My aunt was somewhat flustered by now and once more asked, “Honey, what’s wrong?” Little Angee kept right on crying. I begin to notice how everyone started making excuses as they edged their way pass me to go inside. I listened as some said they needed to get some water, use the bathroom; or it’s getting a warm.” It wasn’t warm; it was February, and the people that went to the bathroom didn’t come back. I guess any excuse was a good reason to get away from all that crying. Angee’s mom stated pacing back and forth with Angee trying to get her quiet. I begin to feel really sorry for little Angee. It seemed as long as she was happy and giggling everyone wanted to be around her and hold her. However, the minute things started going wrong, which led to her crying and becoming fussy they deserted her.
Wow, being a baby isn’t as wonderful as I thought it would be. At least, I could talk, express how I was feeling, and let people know how I felt. Little Angee couldn’t do that. She couldn’t let them know how she felt, why she was crying, whether or not she was hungry or didn’t like what they were doing to her.

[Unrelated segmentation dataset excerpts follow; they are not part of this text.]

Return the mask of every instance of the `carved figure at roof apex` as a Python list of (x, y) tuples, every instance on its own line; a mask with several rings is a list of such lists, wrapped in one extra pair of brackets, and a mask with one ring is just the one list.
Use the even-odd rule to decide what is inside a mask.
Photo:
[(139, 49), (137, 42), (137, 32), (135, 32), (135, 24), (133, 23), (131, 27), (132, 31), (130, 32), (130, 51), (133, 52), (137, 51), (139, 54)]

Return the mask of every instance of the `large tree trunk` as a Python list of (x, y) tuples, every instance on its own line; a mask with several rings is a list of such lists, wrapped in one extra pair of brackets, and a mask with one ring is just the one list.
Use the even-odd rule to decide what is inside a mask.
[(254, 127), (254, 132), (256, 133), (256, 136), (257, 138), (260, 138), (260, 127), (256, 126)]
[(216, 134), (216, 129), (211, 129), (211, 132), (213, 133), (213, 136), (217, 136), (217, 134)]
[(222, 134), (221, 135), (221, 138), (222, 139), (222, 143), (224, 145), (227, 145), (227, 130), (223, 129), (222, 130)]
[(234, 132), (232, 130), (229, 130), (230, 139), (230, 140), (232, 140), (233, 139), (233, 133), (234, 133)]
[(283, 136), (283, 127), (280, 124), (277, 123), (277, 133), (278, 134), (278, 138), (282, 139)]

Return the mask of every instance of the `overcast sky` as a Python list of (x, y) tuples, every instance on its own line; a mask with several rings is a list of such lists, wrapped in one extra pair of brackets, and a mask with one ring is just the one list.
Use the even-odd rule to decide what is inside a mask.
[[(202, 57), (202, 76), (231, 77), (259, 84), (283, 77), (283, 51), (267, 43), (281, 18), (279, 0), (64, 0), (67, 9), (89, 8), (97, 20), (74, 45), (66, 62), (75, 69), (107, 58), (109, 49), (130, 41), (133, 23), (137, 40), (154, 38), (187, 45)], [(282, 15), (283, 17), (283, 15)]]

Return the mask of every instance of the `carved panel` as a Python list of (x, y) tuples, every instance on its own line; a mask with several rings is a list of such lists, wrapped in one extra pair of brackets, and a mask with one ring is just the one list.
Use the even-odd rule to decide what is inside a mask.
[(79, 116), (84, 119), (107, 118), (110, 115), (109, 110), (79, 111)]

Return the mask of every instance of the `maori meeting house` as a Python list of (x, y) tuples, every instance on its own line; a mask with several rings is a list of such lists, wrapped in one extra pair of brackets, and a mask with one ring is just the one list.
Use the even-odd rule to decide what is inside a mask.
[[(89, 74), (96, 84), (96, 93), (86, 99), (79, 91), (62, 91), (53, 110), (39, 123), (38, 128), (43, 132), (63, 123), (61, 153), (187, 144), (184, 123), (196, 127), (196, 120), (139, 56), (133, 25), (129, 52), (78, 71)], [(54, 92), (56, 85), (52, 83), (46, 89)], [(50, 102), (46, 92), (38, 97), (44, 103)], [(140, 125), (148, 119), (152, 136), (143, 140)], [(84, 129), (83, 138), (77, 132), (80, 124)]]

Soon only a couple of people were left on the porch with my Aunt. Little Angee was calming down, so I thought I would ask my aunt what was wrong with her. My aunt told me; sometimes too much attention isn’t good for you. She said, all the passing around irritated her, and crying was Angee’s way of letting them know she wasn’t happy with it
”Little Angee had just taught me a couple of valuable lessons. One, find a way to make those you care about, and care about you listen to what’s bothering you. I would find a way to help my mother understand what I was going through. No, I wasn’t going to resort to crying as my little cousin did to get my point across, but it’s important that she is aware of how I feel. I will find a way. Second and the most important lesson, I am so blessed to be who I am. I never realized this or appreciated it before. Unlike little Angee, I am able to express how I felt, and it’s time I started doing that more often. I am so glad to be me.